The energy tech company makes ultracapacitors (and other interesting things).

Tesla is buying up Maxwell Technologies. In a deal expected to be finalized in the second quarter of 2019, the California automaker has offered $4.75 per share for the company. That's a healthy 55-percent increase above the energy storage technology company's share price of $3.07 at Friday's market closing. The transaction is said to take the form of a stock swap and received unanimous approval from the Maxwell board. The acquisition is an interesting one. Maxwell is mostly known for its ultracapacitors, which are used by other automakers. Indeed, Volvo's Chinese parent company Geely partnered with the firm to use the energy storage devices in five of its hybrid products. But does that mean Tesla has picked them up for that particular technology? Maybe, but it should be noted that Maxwell, which has a footprint in Germany, South Korea, China, as well as the United States, has other tech that makes it valuable.


Besides making pseudocapacitors, a component that falls between a battery cell and a supercapacitor, it has developed a dry battery electrode with impressive energy storage potential. According to a slide (above) from the company's recent presentation (PDF), the tech has been demonstrated the ability to hold over 300 Wh per kilogram and could possibly go as high as 500 Wh/kg. That's a significant improvement over chemistries in today's top lithium batteries which are in the 250 Wh/kg neighborhood. The cobalt-free formulation could ease the way for Tesla to develop a solid-state battery.

While we think this could be a great deal for the California automaker, the market is less certain. Tesla stock plunged over $11 shortly after opening Monday, but has begun to recover and sits at $308.50 (−3.71 (1.19%)) as of this writing (it seems now the bounce in share price is related to news that Electrify America is buying 100 examples of the Tesla Powerpack). For its part, Maxwell Technologies is up to $4.58 +1.52 (49.35%).
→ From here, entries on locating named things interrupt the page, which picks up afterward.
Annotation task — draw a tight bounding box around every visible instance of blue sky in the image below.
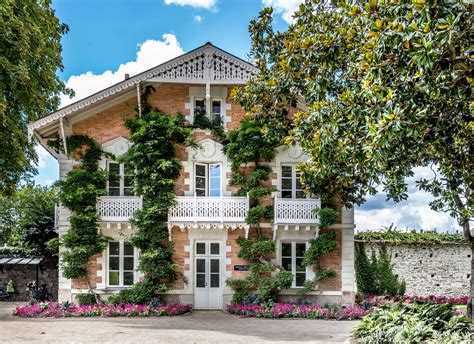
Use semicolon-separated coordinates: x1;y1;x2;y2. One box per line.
35;0;457;230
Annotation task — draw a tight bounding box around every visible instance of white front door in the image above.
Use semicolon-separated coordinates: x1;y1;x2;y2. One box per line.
194;240;222;309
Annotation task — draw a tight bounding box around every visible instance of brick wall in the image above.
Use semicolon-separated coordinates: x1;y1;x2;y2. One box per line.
71;253;102;289
171;227;190;289
319;229;342;291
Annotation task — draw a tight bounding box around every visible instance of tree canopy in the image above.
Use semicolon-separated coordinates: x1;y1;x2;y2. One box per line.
237;0;474;238
0;0;72;193
0;186;58;255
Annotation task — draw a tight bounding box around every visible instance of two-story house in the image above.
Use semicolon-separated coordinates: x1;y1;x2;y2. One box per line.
29;43;354;309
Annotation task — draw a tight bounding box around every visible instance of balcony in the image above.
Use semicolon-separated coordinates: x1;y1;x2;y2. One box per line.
273;197;321;225
97;196;142;222
168;196;249;223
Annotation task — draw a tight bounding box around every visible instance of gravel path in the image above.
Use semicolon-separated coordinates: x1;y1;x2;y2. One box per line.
0;302;358;344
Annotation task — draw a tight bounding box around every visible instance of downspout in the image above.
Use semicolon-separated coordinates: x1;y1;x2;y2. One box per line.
137;82;142;117
59;117;68;156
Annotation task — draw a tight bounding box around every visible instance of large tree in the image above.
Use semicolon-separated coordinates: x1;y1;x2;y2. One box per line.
237;0;474;312
0;185;58;255
0;0;70;193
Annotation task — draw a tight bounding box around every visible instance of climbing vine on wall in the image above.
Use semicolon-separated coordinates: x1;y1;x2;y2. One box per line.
121;111;191;293
299;207;340;296
48;135;107;280
226;237;293;303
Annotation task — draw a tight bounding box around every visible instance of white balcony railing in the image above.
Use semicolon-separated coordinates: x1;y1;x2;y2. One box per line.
274;197;321;225
97;196;142;222
168;196;249;223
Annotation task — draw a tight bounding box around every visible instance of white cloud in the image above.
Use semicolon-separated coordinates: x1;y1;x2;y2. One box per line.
61;33;184;106
355;167;461;232
165;0;218;10
262;0;303;24
193;15;204;23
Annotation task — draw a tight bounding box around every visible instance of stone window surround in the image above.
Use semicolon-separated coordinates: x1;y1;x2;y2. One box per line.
102;239;140;289
184;86;232;130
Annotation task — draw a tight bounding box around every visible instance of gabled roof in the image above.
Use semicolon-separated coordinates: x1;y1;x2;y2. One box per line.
28;42;257;137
Check out the press release from Maxwell Technologies below for more of the financial details.


Maxwell Technologies Announces Definitive Merger Agreement with Tesla, Inc.

Maxwell shares valued at $4.75 in upcoming exchange offer

SAN DIEGO, Feb. 4, 2019 /PRNewswire/ -- Maxwell Technologies, Inc. (Nasdaq: MXWL or the "Company" or "Maxwell"), a leading developer and manufacturer of energy solutions, today announced it has entered into a definitive agreement (the "Merger Agreement") to be acquired by Tesla, Inc. (Nasdaq: TSLA or "Tesla"). Tesla will commence an all stock exchange offer for all the issued and outstanding shares of the Company (the "Offer"), after which the Company will be merged with a Tesla subsidiary and become a wholly owned subsidiary of Tesla.

The Offer will value each share of Maxwell common stock at $4.75 per share. Pursuant to the Offer, each share of Maxwell common stock will be exchanged for a fraction of a share of Tesla's common stock, equal to the quotient obtained by dividing $4.75 by a volume weighted average price of one share of Tesla's common stock as reported on the NASDAQ Global Select Market for the five consecutive trading days preceding the expiration of the Offer, and which is subject to a floor that has been set at 80% of a volume weighted average price of Tesla common stock calculated prior to signing.

The closing of the transaction is subject to the successful tender and exchange of shares, certain regulatory approvals and customary closing conditions. These terms, along with additional terms and conditions of the transaction, can be found in the Company's Form 8-K filed on February 4, 2019 with the Securities and Exchange Commission and in the Merger Agreement, which is filed as an exhibit to the Company's Form 8-K.

While there can be no assurances on the closing date, the Company anticipates that the merger will be consummated in the second quarter of 2019, or shortly thereafter, should all conditions be met and subject to the timing of the aforementioned approvals.

The Merger Agreement and the consummation of the Offer, merger and other transactions contemplated in the Merger Agreement have been unanimously approved by Maxwell's board of directors, all of whom recommend to the Company's stockholders that they accept the Offer and tender their Maxwell shares pursuant to the Offer. The directors and certain officers of Maxwell and I2BF Energy Limited have agreed to tender all of their Maxwell shares in the Offer, which in the aggregate represent approximately 7.56% of the outstanding shares of Maxwell common stock.

"We are very excited with today's announcement that Tesla has agreed to acquire Maxwell. Tesla is a well-respected and world-class innovator that shares a common goal of building a more sustainable future," said Dr. Franz Fink, President and Chief Executive Officer of Maxwell. "We believe this transaction is in the best interests of Maxwell stockholders and offers investors the opportunity to participate in Tesla's mission of accelerating the advent of sustainable transport and energy."

DLA Piper, LLP (US) represented Maxwell as outside legal counsel, and Barclays Capital Inc. served as independent advisor to Maxwell in connection with the transaction. Wilson Sonsini Goodrich & Rosati represented Tesla as outside legal counsel.